Summer is the season to take a break from essential reading, a chance to flip through lighter fare or tackle that hefty classic you’ve been putting off for years.
Typically, the Miser’s summer reading list is overly ambitious. Throughout the season books will be packed into suitcases or backpacks only to emerge with uncreased spines. This weekend, a handful of literary events offer an opportunity to expand your summer reading lineup.
Now in its fifth year, the free weekend-long New York City Poetry Festivalon Governors Island continues to grow — organizers are expecting 4,000 people this year — and gathers a book fair, food trucks, around 50 vendors and a children’s festival on Colonels’ Row.

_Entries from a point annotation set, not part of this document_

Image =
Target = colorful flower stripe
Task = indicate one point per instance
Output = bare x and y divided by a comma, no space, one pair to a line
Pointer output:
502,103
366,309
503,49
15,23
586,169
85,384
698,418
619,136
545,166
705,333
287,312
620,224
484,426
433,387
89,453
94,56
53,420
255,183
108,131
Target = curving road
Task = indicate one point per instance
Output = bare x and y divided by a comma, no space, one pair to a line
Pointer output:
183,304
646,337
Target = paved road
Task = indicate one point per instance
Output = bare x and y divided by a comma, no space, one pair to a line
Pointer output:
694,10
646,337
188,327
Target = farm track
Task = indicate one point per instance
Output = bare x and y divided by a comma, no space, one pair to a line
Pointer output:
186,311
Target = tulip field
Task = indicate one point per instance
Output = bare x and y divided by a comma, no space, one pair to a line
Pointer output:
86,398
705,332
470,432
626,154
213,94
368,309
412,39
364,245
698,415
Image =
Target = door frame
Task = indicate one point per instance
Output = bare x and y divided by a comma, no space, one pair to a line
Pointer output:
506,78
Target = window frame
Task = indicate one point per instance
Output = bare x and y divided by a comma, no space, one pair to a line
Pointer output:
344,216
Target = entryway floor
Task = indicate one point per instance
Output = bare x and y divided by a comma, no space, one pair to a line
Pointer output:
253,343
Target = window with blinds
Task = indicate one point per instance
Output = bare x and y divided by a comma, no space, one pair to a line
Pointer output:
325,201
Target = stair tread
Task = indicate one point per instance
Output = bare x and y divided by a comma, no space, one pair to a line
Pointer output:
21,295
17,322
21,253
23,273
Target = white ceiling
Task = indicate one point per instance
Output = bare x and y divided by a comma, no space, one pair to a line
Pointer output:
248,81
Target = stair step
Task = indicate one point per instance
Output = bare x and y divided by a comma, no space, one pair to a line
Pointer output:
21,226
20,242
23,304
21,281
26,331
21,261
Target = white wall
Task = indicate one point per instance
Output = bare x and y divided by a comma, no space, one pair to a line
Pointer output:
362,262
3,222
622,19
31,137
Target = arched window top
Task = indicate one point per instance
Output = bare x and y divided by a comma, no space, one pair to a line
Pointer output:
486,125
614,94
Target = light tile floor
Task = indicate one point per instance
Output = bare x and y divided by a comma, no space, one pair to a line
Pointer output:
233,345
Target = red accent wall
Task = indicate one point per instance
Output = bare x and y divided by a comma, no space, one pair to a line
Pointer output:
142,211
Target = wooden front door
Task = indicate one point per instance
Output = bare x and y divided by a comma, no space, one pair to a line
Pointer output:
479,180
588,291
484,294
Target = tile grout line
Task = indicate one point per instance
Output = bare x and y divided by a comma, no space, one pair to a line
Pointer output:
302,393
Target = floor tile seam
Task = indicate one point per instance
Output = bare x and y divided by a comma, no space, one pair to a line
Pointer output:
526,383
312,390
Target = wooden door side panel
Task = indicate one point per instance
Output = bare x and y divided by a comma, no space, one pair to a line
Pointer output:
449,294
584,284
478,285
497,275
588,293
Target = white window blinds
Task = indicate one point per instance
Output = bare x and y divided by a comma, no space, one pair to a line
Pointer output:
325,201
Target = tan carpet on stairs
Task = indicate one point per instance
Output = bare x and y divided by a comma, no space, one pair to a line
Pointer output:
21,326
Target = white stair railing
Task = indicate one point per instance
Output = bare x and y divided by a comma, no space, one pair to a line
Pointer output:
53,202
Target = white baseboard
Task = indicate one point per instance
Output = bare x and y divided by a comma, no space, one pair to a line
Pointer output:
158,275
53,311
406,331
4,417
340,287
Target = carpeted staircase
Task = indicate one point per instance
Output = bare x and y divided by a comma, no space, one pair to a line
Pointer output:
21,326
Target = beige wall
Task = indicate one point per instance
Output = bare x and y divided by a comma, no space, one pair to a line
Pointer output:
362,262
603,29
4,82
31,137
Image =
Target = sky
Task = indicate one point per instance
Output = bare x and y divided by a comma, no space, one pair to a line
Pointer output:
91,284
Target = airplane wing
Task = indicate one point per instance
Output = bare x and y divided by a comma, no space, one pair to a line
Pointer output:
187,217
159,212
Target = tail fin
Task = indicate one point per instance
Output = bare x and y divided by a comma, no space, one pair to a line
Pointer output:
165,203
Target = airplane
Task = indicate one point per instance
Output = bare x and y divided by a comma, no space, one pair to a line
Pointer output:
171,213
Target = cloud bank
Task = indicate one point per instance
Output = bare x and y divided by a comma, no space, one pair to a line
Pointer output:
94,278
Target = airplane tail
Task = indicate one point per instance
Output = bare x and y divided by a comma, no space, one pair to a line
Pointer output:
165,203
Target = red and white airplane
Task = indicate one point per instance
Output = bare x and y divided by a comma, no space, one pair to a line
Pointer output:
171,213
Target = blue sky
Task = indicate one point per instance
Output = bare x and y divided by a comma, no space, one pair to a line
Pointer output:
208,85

Drawing on the variety of poetry groups from all five boroughs, readings at the event can be academic or high-minded, musical or theatrical — which will be the case for Kiss Punch Poem, a group that uses poetry readings as a foundation for improv.
Nicholas Adamski, a founder of the festival, said he was surprised by how diverse the event had become, adding that attendees can expect to see a wide-ranging group of poets and performers, including the headliners Nick Flynn and Patricia Spears Jones (Sunday at 3 p.m.), high school writers from the Bronx, M.F.A. students and Nuyorican poets.
Nearby, inside one of the elegant officers’ quarters, visitors can join “The Typewriter Project,” an installation that fuses the analog and the digital by uploading and publishing text from a typewriter online. Upstairs, you can get your kicks at the poetry brothel — where the trade is in words, not flesh.
(Saturday and Sunday, 11 a.m. to 6 p.m., Colonels’ Row, Governors Island; newyorkcitypoetryfestival.com. “The Typewriter Project” and poetry brothel are in Building 407. Ferries run from South Ferry, in Lower Manhattan, and from Brooklyn Bridge Park; schedules are at govisland.com.)
On Saturday, the intimate Pete’s Mini Zine Fest, an open studio for self-published magazines, features unusual reads.
Among the 25 writers and artists presenting their work at the festival are Ayun Halliday, author and illustrator of The East Village Inky and the so-called queen of zines; Elvis B, a transgender activist and author of the zine Homos in Herstory; and the writer and graphic designer Adam J. Kurtz, of BuzzFeed and Urban Outfitters fame.
This is an adult event — it takes place at Pete’s Candy Store, a bar that serves liquor, not sweets — and perusing titles with a drink in hand is encouraged.
Before the weekend is over, stop by Greenlight Bookstore’s midsummer sidewalk sale, where hundreds of slightly worn books can be had at a discount.
(Pete’s Mini Zine Fest: Saturday 2 to 7 p.m., Pete’s Candy Store, Williamsburg, Brooklyn; petesmzf.blogspot.com. Sidewalk sale: Greenlight Bookstore, Fort Greene, Brooklyn; 718-246-0200; greenlightbookstore.com.)